I quite vividly remember last Michaelmas when I had the supervision “that spoils Christmas.” In other words, the one on gift exchange. Before you give up on this article completely, you’re probably itching to already; please hear me out – it may well be worth it!

“Can a gift then be truly free, if it has a contingency or expectation?”

Anthropologists spend a lot of time, probably too much time, looking at gift exchange. They’re fascinated by the notion of a “pure gift”, and whether or not it actually exists in practice. This mostly centres around the question: do we ever give something with no expectation of return? A lot of this depends on how we define “return”, because for example somebody could give anonymously to charity with no expectation of a material return. However, they might expect to feel quite good about it, and maybe even expect a reward in an afterlife. If I give to a homeless person on the street, I’d probably expect to feel like a better person for it. Can a gift then be truly free, if it has a contingency or expectation?

Take another instance: if I give you something for your birthday, would you simply accept it and not return the favour on my birthday? Probably not. Or, if you didn’t return the favour, you might feel quite guilty about it. Most likely, you’ll get me a present a few months later for my birthday and in the process, renew the gift exchange cycle. If you don’t return it, I may even be so upset that I unfriend you on Facebook. A final example: my friend bought me a coffee last week and so next time we meet, I will buy them one in return. If I forget, I may unintentionally create a layer of tension (which I’d rather avoid). This is generally why anthropologist Mauss said that “there is no such thing as a free gift.” Instead, gifts serve to create and renew social relationships, as they carry a certain moral obligation (even if, on the surface, they appear to be voluntary).

Moreover, as gifts “contain something of the giver,” in that we’d tend to associate a necklace with an aunty, or a book with a cousin for instance; gifts contain a certain spirit. This makes it harder to dispose of them, because we may feel guilty for doing so, in a way that we wouldn’t if we threw away a t-shirt we bought for ourselves. We certainly wouldn’t express disdain at a gift received at Christmas, even if we were secretly disappointed. It’s just not the done thing, because we simply can’t disassociate the gift from the giver. For example, I lost a locket that my mum brought me last year and even though it could be replaced, it was upsetting because it had a sentimental value that re-ordering another online could not replace.

“There is also a ceremonial element to gift giving, which tends to give individuals a real sense of belonging”

There is also a ceremonial element to gift giving, which tends to give individuals a real sense of belonging. For example, if I partake in a group Secret Santa, I’ll probably join friends on an evening to exchange gifts. We might make a special meal for it, or plan some fun activities. Whatever we decide to do, we’ll reinforce our sense of community in the process. For some people, however, the Secret Santa may be a reminder of their obligation to others, even if they feel like an outsider most of the time.
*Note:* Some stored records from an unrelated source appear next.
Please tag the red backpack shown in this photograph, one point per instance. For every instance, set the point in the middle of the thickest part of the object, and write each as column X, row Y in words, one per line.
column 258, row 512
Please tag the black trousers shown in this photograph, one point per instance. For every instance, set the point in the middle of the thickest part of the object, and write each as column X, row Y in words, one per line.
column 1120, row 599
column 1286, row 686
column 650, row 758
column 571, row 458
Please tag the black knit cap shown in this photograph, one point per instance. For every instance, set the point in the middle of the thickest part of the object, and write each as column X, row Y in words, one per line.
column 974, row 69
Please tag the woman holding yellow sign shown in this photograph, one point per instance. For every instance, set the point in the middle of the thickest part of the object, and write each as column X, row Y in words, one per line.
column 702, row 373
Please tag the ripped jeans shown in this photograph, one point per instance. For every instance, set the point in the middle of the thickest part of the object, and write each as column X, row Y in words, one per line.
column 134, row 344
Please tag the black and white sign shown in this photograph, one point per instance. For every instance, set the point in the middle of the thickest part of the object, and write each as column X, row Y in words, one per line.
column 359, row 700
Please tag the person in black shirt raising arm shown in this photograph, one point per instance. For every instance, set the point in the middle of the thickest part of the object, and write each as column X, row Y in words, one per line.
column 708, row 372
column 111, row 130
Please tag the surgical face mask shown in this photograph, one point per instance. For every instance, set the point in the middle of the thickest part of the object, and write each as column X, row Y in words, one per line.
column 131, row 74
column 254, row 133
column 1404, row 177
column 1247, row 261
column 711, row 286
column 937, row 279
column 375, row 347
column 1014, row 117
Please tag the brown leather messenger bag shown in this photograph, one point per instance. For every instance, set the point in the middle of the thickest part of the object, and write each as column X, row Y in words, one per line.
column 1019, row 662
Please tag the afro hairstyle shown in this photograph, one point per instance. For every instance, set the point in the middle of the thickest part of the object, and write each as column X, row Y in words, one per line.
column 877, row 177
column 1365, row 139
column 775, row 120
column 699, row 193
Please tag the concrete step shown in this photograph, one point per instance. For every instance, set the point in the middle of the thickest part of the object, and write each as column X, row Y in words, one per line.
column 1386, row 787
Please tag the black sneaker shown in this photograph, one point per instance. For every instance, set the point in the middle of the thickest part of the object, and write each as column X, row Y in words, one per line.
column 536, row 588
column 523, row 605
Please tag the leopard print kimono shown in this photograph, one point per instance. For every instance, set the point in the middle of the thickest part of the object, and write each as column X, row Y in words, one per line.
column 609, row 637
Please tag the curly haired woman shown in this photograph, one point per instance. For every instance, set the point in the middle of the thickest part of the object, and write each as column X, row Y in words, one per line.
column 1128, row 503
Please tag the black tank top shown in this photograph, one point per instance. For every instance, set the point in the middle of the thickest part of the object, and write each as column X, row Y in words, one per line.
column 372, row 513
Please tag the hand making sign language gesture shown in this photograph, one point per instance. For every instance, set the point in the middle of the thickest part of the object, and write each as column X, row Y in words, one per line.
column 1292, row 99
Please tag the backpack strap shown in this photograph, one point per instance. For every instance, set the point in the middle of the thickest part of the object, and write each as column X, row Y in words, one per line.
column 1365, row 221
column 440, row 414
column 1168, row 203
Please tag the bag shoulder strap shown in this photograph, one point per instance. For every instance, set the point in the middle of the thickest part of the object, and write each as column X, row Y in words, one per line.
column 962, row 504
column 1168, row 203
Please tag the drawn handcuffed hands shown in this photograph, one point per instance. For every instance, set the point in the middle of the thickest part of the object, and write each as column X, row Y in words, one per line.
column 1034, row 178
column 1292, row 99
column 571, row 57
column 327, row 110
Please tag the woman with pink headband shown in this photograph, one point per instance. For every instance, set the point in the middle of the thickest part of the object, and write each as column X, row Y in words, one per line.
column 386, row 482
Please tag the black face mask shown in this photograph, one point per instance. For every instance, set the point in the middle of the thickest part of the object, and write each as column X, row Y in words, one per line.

This isn’t all bad, as the Secret Santa could (at least momentarily) help to mollify tensions through bringing everyone together in celebration and spreading a little bit of joy. At the same time, the Secret Santa exchange also creates boundaries, because it establishes who is part of the group and who is not. So, the Secret Santa might even become political if someone is left out and feels strongly about it. It may even worsen existing inequalities if I deliberately exclude someone. I promise I wouldn’t, though!


Mountain View

The real meaning of Christmas: festivities, family, France

In strong contrast, an exchange of money between Primark and me won’t make (or break) any social relationship or ignite any particularly profound emotions because no relationship really existed in the first place. Maybe this is why we tend to like gift giving; it provides a welcome break from the capitalist mania in which we live, even if it does create a whole new set of problems. Or actually, on second thoughts, maybe it doesn’t provide a welcome break because many of us still seek to accumulate material excess through gift giving. Alas.

This whole article has really been a very rambling attempt at showing how gift exchange is political, economic and cultural all at the same time. I promise I haven’t tried to spoil your Christmas, but if I have, then I refuse to take responsibility for the unfortunate circumstance. Wishing you all a very happy break from the madness of Michaelmas!